I’m creating a SQL Processor and I’m trying to understand scaling runners. What’s really happening under the hood? I understand it’s running on Kubernetes, so does scaling mean more pods? And does that automatically parallelize processing across Kafka topics/partitions, or is there something else we need to do?

Thank you!

Great question! Let me break it down for you:

  • Yes, SQL Processors in Lenses run on Kubernetes. When you scale up or down runners, what you’re really doing is changing the replica count in the underlying Kubernetes deployment. Kubernetes then creates (or terminates) pods to match that state.

  • Parallelization happens through Kafka consumer groups. Each SQL Processor uses Kafka consumers to read data from upstream topics.

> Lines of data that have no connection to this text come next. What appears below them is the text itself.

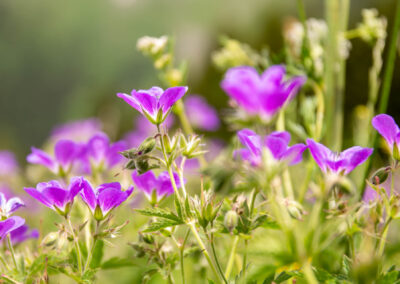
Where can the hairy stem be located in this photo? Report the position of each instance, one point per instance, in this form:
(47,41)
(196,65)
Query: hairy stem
(204,249)
(76,243)
(229,266)
(11,248)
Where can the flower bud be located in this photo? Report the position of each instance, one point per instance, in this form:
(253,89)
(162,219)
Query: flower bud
(147,146)
(231,220)
(380,176)
(50,239)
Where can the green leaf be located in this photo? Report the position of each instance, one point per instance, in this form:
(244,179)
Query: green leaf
(161,224)
(117,262)
(158,212)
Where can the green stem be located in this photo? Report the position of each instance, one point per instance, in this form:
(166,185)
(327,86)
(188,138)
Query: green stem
(383,237)
(229,266)
(11,248)
(387,81)
(76,243)
(203,248)
(181,252)
(337,16)
(171,175)
(216,258)
(309,274)
(90,255)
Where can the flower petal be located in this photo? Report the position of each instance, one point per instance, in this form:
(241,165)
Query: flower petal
(65,152)
(171,96)
(40,157)
(242,84)
(355,156)
(146,182)
(387,127)
(319,152)
(9,225)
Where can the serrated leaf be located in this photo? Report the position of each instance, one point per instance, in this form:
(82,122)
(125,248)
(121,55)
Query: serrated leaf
(161,224)
(158,212)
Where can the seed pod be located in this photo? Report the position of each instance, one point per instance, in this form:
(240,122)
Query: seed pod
(147,146)
(231,220)
(380,176)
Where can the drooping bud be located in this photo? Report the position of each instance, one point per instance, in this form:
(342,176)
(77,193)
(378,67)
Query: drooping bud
(147,146)
(50,239)
(380,176)
(231,220)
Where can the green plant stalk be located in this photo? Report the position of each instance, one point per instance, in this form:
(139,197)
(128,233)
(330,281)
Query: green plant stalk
(76,244)
(382,241)
(309,274)
(11,248)
(229,266)
(211,240)
(90,255)
(181,252)
(386,83)
(280,125)
(337,17)
(192,227)
(171,175)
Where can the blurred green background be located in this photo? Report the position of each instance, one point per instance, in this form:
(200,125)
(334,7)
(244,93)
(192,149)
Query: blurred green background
(65,60)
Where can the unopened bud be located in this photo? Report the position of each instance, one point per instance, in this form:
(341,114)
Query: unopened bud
(147,146)
(231,220)
(50,239)
(380,176)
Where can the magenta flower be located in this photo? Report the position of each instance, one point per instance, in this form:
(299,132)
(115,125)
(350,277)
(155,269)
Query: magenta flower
(264,95)
(154,103)
(101,152)
(9,225)
(103,199)
(55,196)
(23,233)
(200,114)
(7,207)
(277,143)
(152,186)
(387,127)
(80,130)
(65,153)
(8,164)
(342,163)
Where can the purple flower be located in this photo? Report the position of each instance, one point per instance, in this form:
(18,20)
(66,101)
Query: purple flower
(200,114)
(387,127)
(80,130)
(55,196)
(9,225)
(144,129)
(65,153)
(103,199)
(7,207)
(154,103)
(342,163)
(100,151)
(277,143)
(264,95)
(151,186)
(23,233)
(8,163)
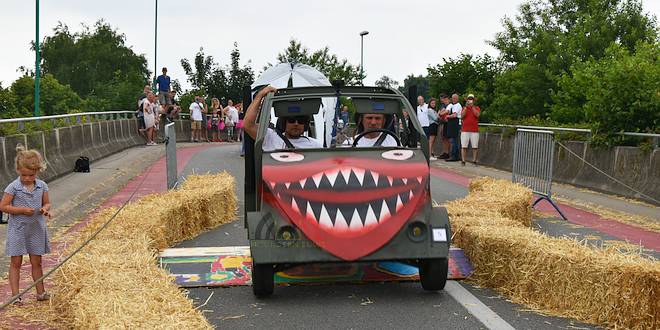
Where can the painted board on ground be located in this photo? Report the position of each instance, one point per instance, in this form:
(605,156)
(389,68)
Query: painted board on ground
(232,265)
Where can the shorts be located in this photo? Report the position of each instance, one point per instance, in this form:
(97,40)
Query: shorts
(471,137)
(163,98)
(141,125)
(433,129)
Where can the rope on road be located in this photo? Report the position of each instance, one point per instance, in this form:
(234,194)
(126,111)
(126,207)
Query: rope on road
(607,175)
(20,294)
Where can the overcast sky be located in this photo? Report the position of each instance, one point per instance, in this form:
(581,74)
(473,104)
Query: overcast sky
(404,36)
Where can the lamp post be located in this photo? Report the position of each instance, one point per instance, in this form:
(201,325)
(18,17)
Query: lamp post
(36,70)
(155,45)
(362,34)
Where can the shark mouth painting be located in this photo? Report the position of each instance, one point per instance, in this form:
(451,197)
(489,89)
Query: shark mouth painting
(348,206)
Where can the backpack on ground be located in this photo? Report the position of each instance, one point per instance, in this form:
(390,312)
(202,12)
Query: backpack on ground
(82,165)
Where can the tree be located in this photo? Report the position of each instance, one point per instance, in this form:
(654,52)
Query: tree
(55,98)
(239,77)
(548,36)
(7,103)
(616,93)
(420,81)
(328,64)
(206,76)
(463,75)
(387,82)
(96,64)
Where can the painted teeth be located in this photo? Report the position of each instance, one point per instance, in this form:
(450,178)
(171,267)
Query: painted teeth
(355,221)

The maximum parallelization is the max topic-partitions count of input topics. Let’s take an example where we join two input topics together:

    • Topic A has 3 partitions

    • Topic B has 5 partitions

    • The maximum parallelism you can achieve in this instance is 5 (assuming that the output topic is not pre-created and the join is key-based).

  • Runner count is set manually. By default, a SQL Processor starts with one runner. Lenses does not automatically scale runners based on topic partitions—you would need to configure the number of runners to match your Kafka infrastructure and performance needs.

  • Advanced configuration allows you to tune pod resources at a finer level (CPU/memory per runner), which can help optimize performance based on throughput, partition size, and retention policies.

So, to summarize: scaling up runners increases pods, but the real limit to parallelism is the number of Kafka partitions. You’ll want to size runners accordingly, and up to that maximum.